Gdybym częściej nosiła berecik, byłby zdecydowanie za mały. Mam wrażenie, że w ciągu ostatniego tygodnia głowa mi urosła o kilka rozmiarów, aż się chwieje na absurdalnie cienkiej szyi.
W „Fajdrosie” Platon pisał, że szyja jest taka cienka po to, żeby oddzielać wzniosłą duszę, która mieści się w głowie, od reszty ciała, gdzie osiedlają się zmysły, wodzące nas nieustannie na manowce złudzeń. Brakuje mi ostatnio zarówno manowców, jak i platońskiego przekonania, że istnieje poza nimi obiektywna, solidnie ugruntowana prawda.
Sama się sobie dziwię, że to piszę: nigdy nie byłam fanką metafizycznie ugruntowanej prawdy, ale w świetle zamętu, z którym mamy do czynienia, czuję, że coś ważnego trzeba by tu było filozoficznie rozplątać. Widzę zdegustowane miny osób, które w tym momencie myślą: o co jej chodzi? Gdzie filozofia, a gdzie real politik? Dość już filozofowania, czasy są ciężkie, trzeba… No właśnie – co właściwie trzeba zrobić w takich czasach? Jak wyglądają Państwa plany na wypadek, gdyby coś poszło nie tak? Czy ja wiem, co bym zrobiła? Czy wiem, co właściwie miałoby oznaczać „nie tak”? Czy potrafię odpowiedzieć na pytanie o to, jakim cudem świat dotarł do dzisiaj?
Dwa lata temu, w pierwszą rocznicę rozpoczęcia przez Rosję pełnoskalowej inwazji na Ukrainę (swoją drogą, jak szybko stało się dla mnie naturalne używanie tych strasznych słów?

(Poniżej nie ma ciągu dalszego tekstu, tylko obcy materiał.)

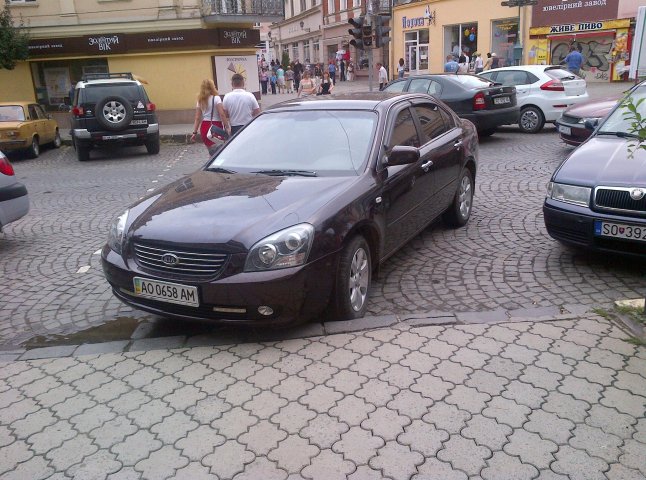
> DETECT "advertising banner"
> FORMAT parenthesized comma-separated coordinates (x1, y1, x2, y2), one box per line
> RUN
(213, 55, 261, 95)
(532, 0, 619, 27)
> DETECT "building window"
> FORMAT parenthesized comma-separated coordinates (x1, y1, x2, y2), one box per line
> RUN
(491, 18, 519, 67)
(292, 43, 299, 61)
(300, 0, 306, 12)
(311, 0, 316, 7)
(404, 30, 430, 73)
(444, 23, 478, 61)
(313, 40, 320, 62)
(7, 0, 37, 4)
(303, 40, 311, 63)
(340, 0, 347, 10)
(328, 0, 334, 14)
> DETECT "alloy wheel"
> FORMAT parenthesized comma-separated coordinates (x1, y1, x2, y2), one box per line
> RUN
(103, 101, 127, 124)
(458, 174, 472, 219)
(521, 110, 539, 131)
(349, 247, 369, 311)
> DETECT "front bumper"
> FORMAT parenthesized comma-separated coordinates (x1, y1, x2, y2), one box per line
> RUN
(555, 118, 591, 146)
(101, 245, 339, 326)
(543, 199, 646, 256)
(0, 139, 28, 152)
(462, 106, 520, 131)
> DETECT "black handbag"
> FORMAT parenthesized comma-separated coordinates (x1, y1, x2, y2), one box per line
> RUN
(208, 97, 229, 141)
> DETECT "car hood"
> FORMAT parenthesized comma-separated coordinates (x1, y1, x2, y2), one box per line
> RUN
(128, 170, 357, 249)
(555, 136, 646, 187)
(563, 96, 618, 118)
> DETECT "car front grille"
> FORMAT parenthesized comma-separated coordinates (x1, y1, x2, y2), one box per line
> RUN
(595, 187, 646, 215)
(560, 114, 579, 125)
(133, 242, 228, 278)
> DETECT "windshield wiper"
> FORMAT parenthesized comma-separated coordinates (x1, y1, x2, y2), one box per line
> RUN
(597, 131, 640, 139)
(207, 167, 237, 174)
(252, 169, 317, 177)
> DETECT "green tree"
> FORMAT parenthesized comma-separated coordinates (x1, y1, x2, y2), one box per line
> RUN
(281, 51, 290, 69)
(0, 5, 29, 70)
(622, 96, 646, 158)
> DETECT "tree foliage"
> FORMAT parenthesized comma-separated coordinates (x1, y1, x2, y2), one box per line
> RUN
(622, 96, 646, 158)
(281, 51, 290, 69)
(0, 5, 29, 70)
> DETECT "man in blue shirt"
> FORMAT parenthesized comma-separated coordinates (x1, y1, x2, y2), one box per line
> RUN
(562, 46, 584, 76)
(444, 55, 459, 73)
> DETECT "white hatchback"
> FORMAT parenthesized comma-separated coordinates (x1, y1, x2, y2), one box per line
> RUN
(0, 151, 29, 232)
(479, 65, 589, 133)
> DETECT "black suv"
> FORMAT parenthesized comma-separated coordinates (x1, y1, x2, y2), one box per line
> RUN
(70, 73, 160, 162)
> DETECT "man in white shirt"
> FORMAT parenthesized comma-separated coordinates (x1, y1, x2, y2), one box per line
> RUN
(377, 63, 388, 91)
(223, 74, 261, 134)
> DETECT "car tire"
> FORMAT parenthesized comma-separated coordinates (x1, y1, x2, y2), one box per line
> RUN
(443, 168, 474, 228)
(52, 129, 62, 148)
(76, 140, 90, 162)
(145, 133, 160, 154)
(519, 106, 545, 133)
(27, 137, 39, 159)
(331, 236, 371, 320)
(479, 128, 496, 137)
(95, 95, 134, 131)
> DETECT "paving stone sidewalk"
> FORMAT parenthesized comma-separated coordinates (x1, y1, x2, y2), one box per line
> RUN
(1, 314, 645, 479)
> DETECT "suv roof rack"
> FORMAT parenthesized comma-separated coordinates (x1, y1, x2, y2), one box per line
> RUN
(81, 72, 134, 81)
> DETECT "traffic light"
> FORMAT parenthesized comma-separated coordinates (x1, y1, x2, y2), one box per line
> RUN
(362, 24, 373, 47)
(374, 15, 391, 48)
(348, 17, 368, 50)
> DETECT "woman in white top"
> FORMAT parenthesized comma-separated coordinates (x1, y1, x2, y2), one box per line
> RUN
(190, 79, 229, 154)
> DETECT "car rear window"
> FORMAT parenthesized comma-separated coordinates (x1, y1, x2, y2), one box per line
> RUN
(0, 105, 25, 122)
(449, 75, 495, 88)
(544, 68, 577, 81)
(384, 81, 407, 93)
(81, 83, 144, 104)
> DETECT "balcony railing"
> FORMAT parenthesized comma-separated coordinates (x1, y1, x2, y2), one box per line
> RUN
(201, 0, 285, 23)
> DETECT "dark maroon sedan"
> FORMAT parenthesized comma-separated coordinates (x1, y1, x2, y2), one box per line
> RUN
(544, 81, 646, 256)
(102, 93, 479, 325)
(555, 96, 619, 146)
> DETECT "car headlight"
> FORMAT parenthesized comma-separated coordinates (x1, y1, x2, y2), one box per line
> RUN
(577, 117, 599, 124)
(107, 210, 129, 254)
(547, 182, 591, 207)
(244, 223, 315, 272)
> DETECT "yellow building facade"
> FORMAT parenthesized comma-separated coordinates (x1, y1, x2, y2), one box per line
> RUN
(0, 0, 280, 124)
(391, 0, 532, 77)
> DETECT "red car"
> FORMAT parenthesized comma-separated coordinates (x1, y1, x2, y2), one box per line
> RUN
(555, 96, 619, 146)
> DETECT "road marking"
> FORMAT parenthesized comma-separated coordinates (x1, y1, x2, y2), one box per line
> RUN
(93, 249, 101, 255)
(77, 266, 91, 274)
(147, 188, 154, 192)
(158, 174, 164, 177)
(152, 180, 158, 183)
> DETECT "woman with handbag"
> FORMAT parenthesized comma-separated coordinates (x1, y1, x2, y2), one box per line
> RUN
(190, 79, 229, 155)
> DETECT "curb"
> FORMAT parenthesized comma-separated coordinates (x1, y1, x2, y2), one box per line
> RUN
(0, 304, 597, 363)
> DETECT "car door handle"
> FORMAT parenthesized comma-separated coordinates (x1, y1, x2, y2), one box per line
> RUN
(454, 141, 462, 148)
(421, 160, 433, 171)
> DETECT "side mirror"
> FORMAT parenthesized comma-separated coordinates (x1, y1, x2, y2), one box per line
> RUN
(385, 146, 420, 167)
(584, 118, 599, 130)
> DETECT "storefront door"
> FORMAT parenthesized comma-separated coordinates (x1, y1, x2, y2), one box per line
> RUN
(407, 45, 429, 74)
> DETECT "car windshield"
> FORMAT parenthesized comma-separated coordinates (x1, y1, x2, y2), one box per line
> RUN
(82, 83, 144, 104)
(208, 110, 377, 176)
(0, 106, 25, 122)
(598, 87, 646, 135)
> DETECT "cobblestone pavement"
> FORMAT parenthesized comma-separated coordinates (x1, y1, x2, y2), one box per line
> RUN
(1, 81, 644, 349)
(0, 315, 644, 479)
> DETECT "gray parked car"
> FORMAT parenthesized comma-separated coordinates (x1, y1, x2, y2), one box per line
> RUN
(0, 151, 29, 231)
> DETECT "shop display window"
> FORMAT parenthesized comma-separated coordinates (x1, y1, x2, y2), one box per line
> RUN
(404, 29, 429, 73)
(492, 19, 519, 68)
(31, 59, 108, 111)
(444, 23, 478, 60)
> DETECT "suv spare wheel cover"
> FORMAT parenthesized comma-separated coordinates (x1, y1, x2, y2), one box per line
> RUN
(95, 95, 134, 131)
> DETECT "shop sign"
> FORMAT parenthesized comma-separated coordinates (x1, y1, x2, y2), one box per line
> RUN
(28, 28, 259, 58)
(531, 0, 619, 27)
(530, 18, 630, 36)
(549, 21, 604, 34)
(218, 29, 259, 47)
(402, 6, 436, 29)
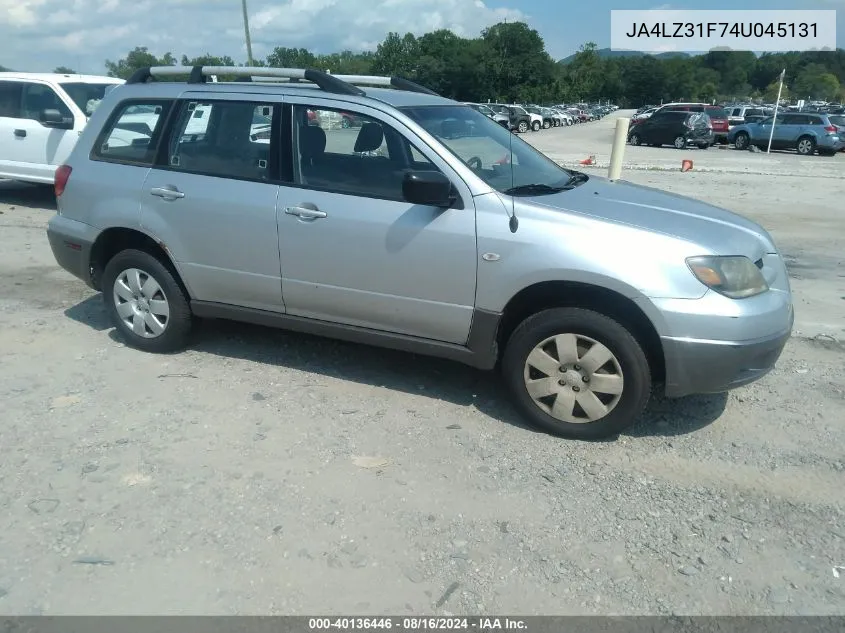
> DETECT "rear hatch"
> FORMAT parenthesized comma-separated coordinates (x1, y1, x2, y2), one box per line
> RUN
(704, 106, 729, 133)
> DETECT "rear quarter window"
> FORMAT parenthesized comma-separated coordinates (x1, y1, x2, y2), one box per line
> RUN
(91, 100, 173, 166)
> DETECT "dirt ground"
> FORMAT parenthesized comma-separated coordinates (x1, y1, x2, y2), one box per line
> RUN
(0, 112, 843, 616)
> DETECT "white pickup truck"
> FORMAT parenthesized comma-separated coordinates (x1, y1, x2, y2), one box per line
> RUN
(0, 72, 125, 184)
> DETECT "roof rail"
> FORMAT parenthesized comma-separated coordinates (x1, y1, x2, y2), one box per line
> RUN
(124, 65, 439, 97)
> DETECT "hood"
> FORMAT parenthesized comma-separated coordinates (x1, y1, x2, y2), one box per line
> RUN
(518, 175, 776, 261)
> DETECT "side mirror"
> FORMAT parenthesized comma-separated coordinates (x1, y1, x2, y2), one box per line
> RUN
(40, 109, 70, 128)
(402, 170, 454, 208)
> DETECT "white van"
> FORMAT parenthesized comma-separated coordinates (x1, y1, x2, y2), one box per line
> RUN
(0, 72, 124, 184)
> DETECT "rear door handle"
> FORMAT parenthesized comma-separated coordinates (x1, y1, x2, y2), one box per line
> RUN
(285, 206, 327, 220)
(150, 186, 185, 200)
(14, 129, 26, 138)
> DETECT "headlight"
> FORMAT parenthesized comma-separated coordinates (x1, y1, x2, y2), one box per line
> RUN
(686, 255, 769, 299)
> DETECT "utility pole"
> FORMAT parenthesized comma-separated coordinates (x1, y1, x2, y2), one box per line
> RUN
(241, 0, 254, 66)
(766, 68, 786, 154)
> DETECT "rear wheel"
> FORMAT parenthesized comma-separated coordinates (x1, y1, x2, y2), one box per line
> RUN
(673, 135, 687, 149)
(532, 120, 541, 132)
(543, 120, 551, 129)
(796, 136, 816, 156)
(502, 308, 652, 440)
(733, 132, 749, 150)
(628, 133, 641, 146)
(102, 249, 194, 353)
(518, 121, 529, 133)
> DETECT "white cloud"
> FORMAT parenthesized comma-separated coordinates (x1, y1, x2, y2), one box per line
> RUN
(0, 0, 526, 74)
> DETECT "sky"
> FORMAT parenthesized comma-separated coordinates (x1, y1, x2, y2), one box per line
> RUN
(1, 0, 844, 75)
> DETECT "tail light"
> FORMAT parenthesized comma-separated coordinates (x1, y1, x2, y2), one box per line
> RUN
(55, 164, 72, 197)
(824, 125, 837, 133)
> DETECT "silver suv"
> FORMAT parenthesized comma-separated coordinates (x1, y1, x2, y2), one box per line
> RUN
(46, 65, 794, 440)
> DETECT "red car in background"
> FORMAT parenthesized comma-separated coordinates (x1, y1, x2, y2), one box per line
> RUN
(650, 103, 730, 143)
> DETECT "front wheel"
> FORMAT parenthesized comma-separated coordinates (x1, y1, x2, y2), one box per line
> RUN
(102, 249, 194, 353)
(532, 121, 541, 132)
(502, 308, 652, 440)
(543, 120, 551, 129)
(733, 132, 749, 150)
(629, 133, 641, 146)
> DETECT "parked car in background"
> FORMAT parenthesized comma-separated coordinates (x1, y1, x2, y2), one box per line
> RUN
(0, 72, 124, 184)
(466, 103, 509, 129)
(490, 103, 531, 133)
(828, 114, 845, 150)
(46, 64, 794, 440)
(628, 110, 714, 149)
(525, 105, 552, 129)
(651, 103, 729, 143)
(630, 106, 659, 126)
(728, 112, 844, 155)
(727, 105, 772, 128)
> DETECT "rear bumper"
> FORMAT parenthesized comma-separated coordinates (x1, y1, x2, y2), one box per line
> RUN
(46, 215, 98, 289)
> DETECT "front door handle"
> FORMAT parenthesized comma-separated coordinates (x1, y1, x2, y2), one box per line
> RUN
(150, 186, 185, 200)
(285, 206, 327, 220)
(14, 129, 26, 138)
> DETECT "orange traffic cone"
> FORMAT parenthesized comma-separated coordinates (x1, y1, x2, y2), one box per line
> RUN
(681, 159, 693, 172)
(579, 155, 596, 165)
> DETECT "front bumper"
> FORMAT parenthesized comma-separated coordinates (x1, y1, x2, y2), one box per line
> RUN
(46, 215, 98, 289)
(661, 320, 792, 398)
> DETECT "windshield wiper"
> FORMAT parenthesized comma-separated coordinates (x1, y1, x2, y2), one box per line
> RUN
(563, 171, 589, 187)
(503, 183, 566, 196)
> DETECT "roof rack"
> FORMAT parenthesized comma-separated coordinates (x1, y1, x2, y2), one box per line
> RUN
(125, 65, 439, 97)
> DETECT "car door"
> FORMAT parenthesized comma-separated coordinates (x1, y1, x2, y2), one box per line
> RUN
(276, 99, 477, 345)
(636, 114, 660, 143)
(139, 94, 285, 313)
(14, 81, 82, 182)
(774, 113, 802, 148)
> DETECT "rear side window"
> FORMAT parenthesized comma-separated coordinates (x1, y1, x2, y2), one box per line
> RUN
(91, 100, 173, 165)
(0, 81, 24, 118)
(705, 107, 728, 118)
(164, 100, 276, 182)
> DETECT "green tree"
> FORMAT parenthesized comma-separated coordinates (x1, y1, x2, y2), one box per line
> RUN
(54, 66, 76, 74)
(794, 64, 841, 100)
(371, 32, 419, 76)
(481, 21, 555, 102)
(105, 47, 176, 79)
(762, 80, 789, 103)
(265, 47, 315, 69)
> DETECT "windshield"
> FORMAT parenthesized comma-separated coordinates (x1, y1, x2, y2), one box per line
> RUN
(401, 104, 575, 195)
(60, 82, 120, 116)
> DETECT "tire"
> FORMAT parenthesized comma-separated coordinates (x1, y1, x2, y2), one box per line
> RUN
(628, 133, 641, 146)
(517, 121, 529, 133)
(532, 120, 541, 132)
(341, 117, 351, 129)
(501, 307, 652, 440)
(543, 120, 551, 129)
(796, 136, 816, 156)
(673, 135, 687, 149)
(733, 132, 749, 150)
(102, 249, 194, 353)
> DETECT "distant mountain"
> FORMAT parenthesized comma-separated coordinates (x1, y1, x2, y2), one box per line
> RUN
(558, 48, 692, 64)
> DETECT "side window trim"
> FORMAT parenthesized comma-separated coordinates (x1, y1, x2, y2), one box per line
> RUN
(89, 98, 175, 167)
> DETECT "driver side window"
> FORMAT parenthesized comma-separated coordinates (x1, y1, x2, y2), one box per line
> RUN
(292, 105, 439, 200)
(21, 83, 73, 122)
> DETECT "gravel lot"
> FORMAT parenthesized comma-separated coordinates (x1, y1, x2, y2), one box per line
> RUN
(0, 111, 843, 616)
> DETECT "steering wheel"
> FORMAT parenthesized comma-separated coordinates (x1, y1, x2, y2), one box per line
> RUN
(466, 156, 483, 170)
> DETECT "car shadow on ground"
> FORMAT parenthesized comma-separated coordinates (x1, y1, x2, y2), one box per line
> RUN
(65, 295, 728, 439)
(0, 180, 57, 211)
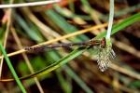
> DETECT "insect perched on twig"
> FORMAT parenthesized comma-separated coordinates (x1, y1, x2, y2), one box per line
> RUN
(25, 38, 115, 72)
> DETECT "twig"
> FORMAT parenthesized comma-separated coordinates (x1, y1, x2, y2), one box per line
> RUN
(0, 0, 60, 9)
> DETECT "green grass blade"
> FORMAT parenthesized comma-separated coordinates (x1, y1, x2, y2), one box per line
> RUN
(47, 51, 92, 93)
(45, 9, 89, 41)
(14, 13, 42, 42)
(0, 44, 26, 93)
(64, 65, 93, 93)
(56, 70, 72, 93)
(96, 12, 140, 39)
(36, 49, 84, 77)
(10, 49, 84, 81)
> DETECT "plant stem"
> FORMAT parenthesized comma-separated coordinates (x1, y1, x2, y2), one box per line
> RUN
(0, 0, 60, 9)
(106, 0, 114, 39)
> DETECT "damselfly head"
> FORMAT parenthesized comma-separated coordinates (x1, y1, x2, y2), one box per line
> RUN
(101, 38, 106, 48)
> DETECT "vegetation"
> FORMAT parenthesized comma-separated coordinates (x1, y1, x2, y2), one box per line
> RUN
(0, 0, 140, 93)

Co to właściwie znaczy „pełnoskalowa inwazja”? Co to jest za biurokratyczny, okropny język, który ma wyekstrahować jak w laboratorium sam akt i oddzielić go od pierwotnego strachu wywoływanego przez słowo „wojna”?), byłam w Teatrze Polskim w Bydgoszczy, gdzie oglądaliśmy próbę generalną szkicu scenicznego Niny Zahozhenko „Ja, wojna i plastikowy granat”. Sztuka opowiada o pierwszych chwilach kijowskiego poranka 24 lutego 2022 r. O ludziach takich jak ja, jak my, którzy się czegoś złego spodziewali, ale jeszcze nie teraz, jeszcze bez przesady, a potem wyją te syreny i nie do końca wiesz, co masz zrobić, chociaż Ukrainki i Ukraińcy byli o niebo lepiej przeszkoleni, jak postępować w sytuacjach kryzysowych niż my. Ale wyją, więc jest stres. Nina idzie do sklepu, kupuje bajgle, wędzonego łososia, kremowy serek, awokado, no bo przecież nigdzie w instrukcji życia nie ma, że nie wolno zjeść bajgla z awokado. A potem spadają rakiety, rwie się zasięg, ktoś zostaje zasypany w piwnicy, ktoś jest ranny, ktoś utknął w korku, uciekając, na to też nie ma instrukcji, nie ma opisu, nie ma real politik, jest nagie życie, przerażenie.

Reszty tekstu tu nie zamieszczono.